Lightfoot raises important sociocultural factors affecting the Black community in Chicago and other cities in the Midwest and Northeast. “The underlying conditions that people of color, particularly black folks, suffer from, including disproportionate amounts of diabetes, respiratory illness and heart disease,” Lightfoot said. Lightfoot raises a real dilemma in battling the SARS CoV-2 outbreak in major cities in the U.S. where poverty, homelessness and disease wreak havoc in minority populations. However many residents of inner cities die from coronvirus, more die from the effects of poverty, including gun and gang violence, disease, drug addiction and alcoholism. If inner cities lose their industry, wracking up high levels of unemployment, it’s going to make today’s intolerable conditions even worse. That’s why 73-year-old President Donald Trump must weigh opening up the economy sometime soon.
Shutting down the economy, forcing America’s working class to “shelter in place,” unable to work helps slow the virus from spreading, but spreads more poverty, crime and despair in the inner cities. “The kind of things that we‘ve been talking about for a long time, that plague black Chicago, that lead to life expectancy gaps, this virus attacks those underlying conditions with a vengeance,” Lightfoot said. When Trump meets with his “Open Up The Economy Task Force, coronavirus mitigation efforts, including shelter-in-place orders will have to be weighted against getting people back to work. Wall Street hasn’t yet reacted to dramatic rise in unemployment and drop in Gross Domestic Product [GDP] that’s bound to upend the stock market. Whatever happens on Wall Street, it pales in comparison when it comes to Main Street where voters face long unemployment lines.
Health care experts don’t consider the impact of shutting down the economy on health care, including infectious disease, poverty, homelessness, gang violence and malnutrition. Stopping the spread of the coronavirus is all that Fauci or State Department immunologist Dr. Deborah Birx talk about, not the collateral damage to vulnerable communities, like Blacks, Latinos, and most forgotten of all, Native Americans, who suffer disproportionately their share of health and social issues. When Trump’s “Open the Economy” Task Force meets in the coming weeks, they’ll have to weigh far more than new cases, hospitalizations, ventilators, protective gear, new treatments and deaths. Lightfoot raises the real problems with shutting down the U.S. economy for minority communities, adding to the unemployment, poverty, disease, drug addiction, gang violence and urban decay.

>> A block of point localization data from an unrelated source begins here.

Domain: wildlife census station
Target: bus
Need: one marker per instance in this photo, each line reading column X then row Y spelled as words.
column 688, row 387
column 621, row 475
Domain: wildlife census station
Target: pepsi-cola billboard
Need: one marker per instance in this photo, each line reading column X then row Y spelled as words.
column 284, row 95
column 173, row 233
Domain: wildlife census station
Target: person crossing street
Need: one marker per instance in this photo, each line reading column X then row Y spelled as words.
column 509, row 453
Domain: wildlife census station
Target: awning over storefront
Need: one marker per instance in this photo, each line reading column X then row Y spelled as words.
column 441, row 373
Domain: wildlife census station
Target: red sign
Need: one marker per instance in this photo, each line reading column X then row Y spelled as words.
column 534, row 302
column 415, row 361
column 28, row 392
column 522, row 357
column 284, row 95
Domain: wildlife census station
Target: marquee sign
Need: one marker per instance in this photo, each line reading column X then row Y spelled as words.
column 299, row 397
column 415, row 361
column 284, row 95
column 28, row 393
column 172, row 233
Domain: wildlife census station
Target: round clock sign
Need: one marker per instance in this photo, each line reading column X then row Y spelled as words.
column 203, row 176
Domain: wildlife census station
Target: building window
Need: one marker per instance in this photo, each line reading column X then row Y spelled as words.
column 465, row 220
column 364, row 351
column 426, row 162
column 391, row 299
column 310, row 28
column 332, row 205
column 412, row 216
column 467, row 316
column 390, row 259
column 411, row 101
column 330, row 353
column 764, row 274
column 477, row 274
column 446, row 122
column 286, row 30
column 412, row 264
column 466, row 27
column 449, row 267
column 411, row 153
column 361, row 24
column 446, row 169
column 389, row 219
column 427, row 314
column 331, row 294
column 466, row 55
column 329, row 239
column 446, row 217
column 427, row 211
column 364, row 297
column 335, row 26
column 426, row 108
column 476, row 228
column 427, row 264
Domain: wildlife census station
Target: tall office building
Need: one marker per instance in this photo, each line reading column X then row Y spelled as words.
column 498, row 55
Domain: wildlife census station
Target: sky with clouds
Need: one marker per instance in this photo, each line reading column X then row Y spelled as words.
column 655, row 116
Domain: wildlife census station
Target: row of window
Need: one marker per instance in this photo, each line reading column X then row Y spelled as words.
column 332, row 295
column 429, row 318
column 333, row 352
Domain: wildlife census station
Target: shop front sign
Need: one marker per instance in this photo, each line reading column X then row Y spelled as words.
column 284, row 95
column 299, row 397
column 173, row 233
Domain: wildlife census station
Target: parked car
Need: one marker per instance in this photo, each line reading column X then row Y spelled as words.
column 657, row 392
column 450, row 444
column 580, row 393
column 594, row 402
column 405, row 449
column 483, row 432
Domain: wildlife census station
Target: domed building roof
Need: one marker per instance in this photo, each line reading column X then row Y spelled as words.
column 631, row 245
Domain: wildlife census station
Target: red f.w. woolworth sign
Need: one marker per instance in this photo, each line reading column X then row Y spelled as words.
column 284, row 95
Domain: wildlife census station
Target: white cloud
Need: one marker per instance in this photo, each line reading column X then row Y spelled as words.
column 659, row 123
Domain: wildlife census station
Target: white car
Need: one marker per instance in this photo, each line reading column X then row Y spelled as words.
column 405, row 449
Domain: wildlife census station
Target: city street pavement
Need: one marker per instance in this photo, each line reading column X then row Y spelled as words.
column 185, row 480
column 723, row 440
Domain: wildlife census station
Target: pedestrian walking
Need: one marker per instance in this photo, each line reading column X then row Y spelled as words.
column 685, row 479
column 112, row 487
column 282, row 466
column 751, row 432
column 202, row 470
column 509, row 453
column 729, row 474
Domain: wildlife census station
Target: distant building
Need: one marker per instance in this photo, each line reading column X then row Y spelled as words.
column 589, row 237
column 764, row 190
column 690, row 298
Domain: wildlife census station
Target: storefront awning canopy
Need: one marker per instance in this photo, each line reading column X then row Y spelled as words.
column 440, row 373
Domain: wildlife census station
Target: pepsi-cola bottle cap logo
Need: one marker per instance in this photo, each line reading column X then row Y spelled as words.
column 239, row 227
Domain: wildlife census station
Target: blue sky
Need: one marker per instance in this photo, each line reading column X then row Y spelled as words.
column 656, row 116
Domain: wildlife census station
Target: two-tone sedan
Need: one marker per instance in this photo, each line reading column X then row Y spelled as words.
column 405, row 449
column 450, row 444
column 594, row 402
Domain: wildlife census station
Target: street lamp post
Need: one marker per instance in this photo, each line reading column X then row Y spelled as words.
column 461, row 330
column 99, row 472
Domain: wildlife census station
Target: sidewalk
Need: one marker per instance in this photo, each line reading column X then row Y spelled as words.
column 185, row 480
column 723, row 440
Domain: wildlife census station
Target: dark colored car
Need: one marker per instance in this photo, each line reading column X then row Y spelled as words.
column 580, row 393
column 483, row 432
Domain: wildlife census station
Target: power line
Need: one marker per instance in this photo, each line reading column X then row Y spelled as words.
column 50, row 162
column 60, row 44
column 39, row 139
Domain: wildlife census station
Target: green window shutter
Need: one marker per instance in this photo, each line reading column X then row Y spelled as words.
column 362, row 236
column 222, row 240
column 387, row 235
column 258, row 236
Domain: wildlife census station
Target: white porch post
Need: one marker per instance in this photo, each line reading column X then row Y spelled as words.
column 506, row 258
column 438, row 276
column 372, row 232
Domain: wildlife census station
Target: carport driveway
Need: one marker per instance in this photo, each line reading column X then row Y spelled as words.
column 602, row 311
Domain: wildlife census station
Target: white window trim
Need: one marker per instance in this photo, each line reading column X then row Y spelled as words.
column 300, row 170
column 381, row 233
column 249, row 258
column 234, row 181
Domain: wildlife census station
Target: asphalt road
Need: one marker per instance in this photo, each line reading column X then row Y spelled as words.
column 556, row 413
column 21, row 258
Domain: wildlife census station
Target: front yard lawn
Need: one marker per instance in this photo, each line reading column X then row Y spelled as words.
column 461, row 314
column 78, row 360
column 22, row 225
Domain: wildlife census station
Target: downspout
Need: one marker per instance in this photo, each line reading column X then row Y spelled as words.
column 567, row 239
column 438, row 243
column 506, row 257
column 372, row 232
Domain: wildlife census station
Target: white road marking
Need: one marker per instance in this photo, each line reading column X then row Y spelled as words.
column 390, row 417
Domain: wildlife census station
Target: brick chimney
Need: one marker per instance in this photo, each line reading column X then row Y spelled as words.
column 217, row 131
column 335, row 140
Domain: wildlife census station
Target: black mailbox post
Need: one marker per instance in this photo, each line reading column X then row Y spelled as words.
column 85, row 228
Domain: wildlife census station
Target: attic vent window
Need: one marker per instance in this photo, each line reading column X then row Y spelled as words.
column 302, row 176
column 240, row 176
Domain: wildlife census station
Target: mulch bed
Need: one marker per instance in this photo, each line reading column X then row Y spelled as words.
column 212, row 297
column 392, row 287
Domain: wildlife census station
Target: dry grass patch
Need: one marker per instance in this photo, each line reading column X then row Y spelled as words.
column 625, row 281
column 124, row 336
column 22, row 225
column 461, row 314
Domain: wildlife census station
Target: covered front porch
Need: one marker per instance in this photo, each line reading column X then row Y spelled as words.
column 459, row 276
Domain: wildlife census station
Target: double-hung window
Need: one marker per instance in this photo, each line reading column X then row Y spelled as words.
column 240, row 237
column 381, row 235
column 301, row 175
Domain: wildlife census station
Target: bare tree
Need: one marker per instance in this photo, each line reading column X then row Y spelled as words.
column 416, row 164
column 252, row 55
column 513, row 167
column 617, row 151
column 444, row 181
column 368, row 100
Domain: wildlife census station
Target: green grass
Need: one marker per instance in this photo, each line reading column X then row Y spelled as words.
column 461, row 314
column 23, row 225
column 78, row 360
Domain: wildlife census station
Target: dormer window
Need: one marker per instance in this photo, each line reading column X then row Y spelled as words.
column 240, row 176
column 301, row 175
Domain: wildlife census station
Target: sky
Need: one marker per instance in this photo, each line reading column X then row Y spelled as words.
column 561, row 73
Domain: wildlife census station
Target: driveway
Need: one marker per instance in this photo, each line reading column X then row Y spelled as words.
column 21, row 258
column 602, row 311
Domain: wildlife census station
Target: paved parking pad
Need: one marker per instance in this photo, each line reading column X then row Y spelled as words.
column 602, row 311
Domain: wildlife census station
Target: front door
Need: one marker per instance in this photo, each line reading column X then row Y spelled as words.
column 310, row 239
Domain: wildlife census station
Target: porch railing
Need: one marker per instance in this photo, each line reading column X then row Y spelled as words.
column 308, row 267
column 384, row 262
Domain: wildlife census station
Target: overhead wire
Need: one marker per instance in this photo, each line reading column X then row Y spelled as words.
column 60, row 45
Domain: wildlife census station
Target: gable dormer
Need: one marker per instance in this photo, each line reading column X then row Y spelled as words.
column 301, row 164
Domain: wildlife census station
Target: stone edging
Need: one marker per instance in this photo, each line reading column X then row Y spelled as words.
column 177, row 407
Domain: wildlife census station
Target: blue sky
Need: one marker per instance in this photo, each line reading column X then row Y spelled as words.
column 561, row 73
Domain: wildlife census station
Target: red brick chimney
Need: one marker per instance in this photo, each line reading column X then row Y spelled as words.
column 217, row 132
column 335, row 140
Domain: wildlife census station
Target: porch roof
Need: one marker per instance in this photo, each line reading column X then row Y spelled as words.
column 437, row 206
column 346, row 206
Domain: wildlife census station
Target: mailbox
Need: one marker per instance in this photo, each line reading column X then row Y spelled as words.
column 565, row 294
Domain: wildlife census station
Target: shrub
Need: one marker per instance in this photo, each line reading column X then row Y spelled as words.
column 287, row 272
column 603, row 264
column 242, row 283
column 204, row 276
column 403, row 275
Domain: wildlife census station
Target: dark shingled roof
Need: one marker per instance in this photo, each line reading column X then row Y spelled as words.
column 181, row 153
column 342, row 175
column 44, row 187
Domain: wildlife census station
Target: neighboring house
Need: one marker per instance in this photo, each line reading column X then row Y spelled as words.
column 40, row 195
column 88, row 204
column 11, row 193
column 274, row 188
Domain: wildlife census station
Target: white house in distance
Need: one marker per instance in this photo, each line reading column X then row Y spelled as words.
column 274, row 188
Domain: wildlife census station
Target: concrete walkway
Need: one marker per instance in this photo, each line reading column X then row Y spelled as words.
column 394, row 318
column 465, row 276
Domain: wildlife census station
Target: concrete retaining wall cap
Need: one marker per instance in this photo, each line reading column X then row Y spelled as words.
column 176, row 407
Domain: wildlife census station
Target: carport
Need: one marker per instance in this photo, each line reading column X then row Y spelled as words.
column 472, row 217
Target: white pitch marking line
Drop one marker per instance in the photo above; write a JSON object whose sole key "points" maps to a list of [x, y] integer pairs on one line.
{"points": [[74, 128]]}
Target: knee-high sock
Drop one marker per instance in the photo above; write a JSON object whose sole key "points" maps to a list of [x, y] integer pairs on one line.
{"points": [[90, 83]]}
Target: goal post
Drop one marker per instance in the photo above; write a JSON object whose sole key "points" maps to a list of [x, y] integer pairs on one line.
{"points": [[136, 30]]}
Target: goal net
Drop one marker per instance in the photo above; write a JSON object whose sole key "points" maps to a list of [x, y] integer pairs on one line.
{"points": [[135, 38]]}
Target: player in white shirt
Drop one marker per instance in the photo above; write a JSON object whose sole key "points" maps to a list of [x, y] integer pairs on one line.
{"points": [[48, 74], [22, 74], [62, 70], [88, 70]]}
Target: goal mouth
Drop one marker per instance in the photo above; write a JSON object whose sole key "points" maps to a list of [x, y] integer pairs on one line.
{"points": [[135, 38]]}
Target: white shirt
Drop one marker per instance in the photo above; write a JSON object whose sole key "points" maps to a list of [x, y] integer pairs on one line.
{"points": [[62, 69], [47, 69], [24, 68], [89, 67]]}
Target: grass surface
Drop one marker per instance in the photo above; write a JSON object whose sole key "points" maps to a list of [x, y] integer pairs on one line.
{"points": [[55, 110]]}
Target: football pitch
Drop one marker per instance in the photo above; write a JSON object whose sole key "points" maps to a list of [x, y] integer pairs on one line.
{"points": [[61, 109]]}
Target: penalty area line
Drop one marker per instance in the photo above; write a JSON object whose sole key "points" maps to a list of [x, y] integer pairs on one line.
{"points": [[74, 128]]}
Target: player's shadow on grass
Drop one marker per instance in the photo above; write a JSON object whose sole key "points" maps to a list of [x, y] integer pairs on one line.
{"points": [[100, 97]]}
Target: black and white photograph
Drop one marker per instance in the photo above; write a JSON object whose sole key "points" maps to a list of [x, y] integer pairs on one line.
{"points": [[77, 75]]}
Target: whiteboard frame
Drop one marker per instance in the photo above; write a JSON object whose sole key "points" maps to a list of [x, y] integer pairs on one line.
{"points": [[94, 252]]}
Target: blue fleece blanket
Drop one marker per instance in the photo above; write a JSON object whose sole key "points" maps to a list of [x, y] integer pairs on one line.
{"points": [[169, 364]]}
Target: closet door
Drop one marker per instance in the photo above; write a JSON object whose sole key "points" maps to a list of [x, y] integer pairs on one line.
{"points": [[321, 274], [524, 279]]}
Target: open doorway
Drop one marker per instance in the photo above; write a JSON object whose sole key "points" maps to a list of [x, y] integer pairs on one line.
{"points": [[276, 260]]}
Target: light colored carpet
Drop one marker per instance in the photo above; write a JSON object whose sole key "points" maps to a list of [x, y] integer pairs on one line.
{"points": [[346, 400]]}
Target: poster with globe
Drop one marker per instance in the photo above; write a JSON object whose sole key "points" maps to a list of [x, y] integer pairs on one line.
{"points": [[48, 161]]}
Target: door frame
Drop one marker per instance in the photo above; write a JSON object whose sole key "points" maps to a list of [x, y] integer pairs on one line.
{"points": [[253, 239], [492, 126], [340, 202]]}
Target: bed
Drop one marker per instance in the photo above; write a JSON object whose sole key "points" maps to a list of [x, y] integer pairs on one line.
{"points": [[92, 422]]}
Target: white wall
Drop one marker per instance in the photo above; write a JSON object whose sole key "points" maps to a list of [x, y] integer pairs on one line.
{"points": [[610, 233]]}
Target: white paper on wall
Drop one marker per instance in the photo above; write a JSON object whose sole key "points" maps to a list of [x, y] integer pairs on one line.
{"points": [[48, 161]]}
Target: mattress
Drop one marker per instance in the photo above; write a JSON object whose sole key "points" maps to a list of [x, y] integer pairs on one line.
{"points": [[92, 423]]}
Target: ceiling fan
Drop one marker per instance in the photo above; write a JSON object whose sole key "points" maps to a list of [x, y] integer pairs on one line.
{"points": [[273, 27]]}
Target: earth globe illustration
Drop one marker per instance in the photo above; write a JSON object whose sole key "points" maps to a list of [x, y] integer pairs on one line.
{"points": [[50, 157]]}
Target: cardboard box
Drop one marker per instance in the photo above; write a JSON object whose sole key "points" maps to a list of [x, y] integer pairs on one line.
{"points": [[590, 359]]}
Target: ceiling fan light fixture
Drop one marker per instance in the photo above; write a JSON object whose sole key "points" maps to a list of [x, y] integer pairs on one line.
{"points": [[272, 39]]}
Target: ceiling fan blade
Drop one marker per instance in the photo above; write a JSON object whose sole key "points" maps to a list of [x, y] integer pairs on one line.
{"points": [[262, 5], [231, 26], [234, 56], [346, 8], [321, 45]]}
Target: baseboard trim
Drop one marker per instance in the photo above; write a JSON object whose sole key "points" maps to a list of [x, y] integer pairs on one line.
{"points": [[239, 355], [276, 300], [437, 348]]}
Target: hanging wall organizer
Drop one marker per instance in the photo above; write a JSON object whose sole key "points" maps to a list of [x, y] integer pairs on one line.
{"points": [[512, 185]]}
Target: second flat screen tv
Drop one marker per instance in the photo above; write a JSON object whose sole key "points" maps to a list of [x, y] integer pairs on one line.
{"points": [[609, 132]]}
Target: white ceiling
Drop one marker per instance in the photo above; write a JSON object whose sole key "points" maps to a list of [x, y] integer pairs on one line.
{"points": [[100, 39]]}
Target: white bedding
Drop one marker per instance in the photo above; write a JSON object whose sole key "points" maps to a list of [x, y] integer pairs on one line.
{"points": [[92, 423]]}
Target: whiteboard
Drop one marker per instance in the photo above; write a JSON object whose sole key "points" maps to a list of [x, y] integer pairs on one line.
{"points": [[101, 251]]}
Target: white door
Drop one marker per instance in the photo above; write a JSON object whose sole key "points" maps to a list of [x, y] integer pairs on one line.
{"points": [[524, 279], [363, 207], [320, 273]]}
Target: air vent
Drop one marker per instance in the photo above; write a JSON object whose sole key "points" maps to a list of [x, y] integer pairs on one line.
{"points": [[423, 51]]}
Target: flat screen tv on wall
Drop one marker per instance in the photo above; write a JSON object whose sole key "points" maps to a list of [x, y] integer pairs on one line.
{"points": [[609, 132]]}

St. Louis Health Director Dr. Fredrick Echois confirmed that all 12 Covid-19 deaths Wednesday were African Americans, attesting to the havoc wreaked on poor communities by SARS CoV-2. “The coronavirus pandemic has brought to light what many health care providers in the St. Louis region already know: The communities with the highest health disparities and lack of access to heath care will be hit the hardest by Covid-19,” Echois wrote in the St. Louis American, a journal covering the Black community. African American 44-year-old Surgeon General Jerome Adams got his share of criticism for asking Black Americans to set aside their alcohol, smoking and drugs to help combat the cornonavirus crisis. Adams said he knew of nothing gentetically that predisposed African Americans to more coronavirus infections, disease and death, only higher prevalence of chronic medical conditions.
Trump’s got a tall order to fill dealing with the mass hysteria covering the current coronavirus outbreak, prompting the nations governors and mayors to issue shelter-in-place orders, preventing small and large businesses from operating. When you consider everything that goes with unemployment and poverty, including malnutrition, drug abuse, alcoholism, domestic abuse, gun and gang violence, poor heath care, higher prevalence of chronic diseaes, you’d think that Fauci and Birx would see the economy as part of the health care system. Highlighting data showing the Black community taking the brunt of the infections and deaths from the SARS CoV-2 epidemic should remind medical experts that heath is inextricably tied to a healthy economy. Letting the economy lapse into another Great Depression harms minority communities far worse than any infectious disease crisis.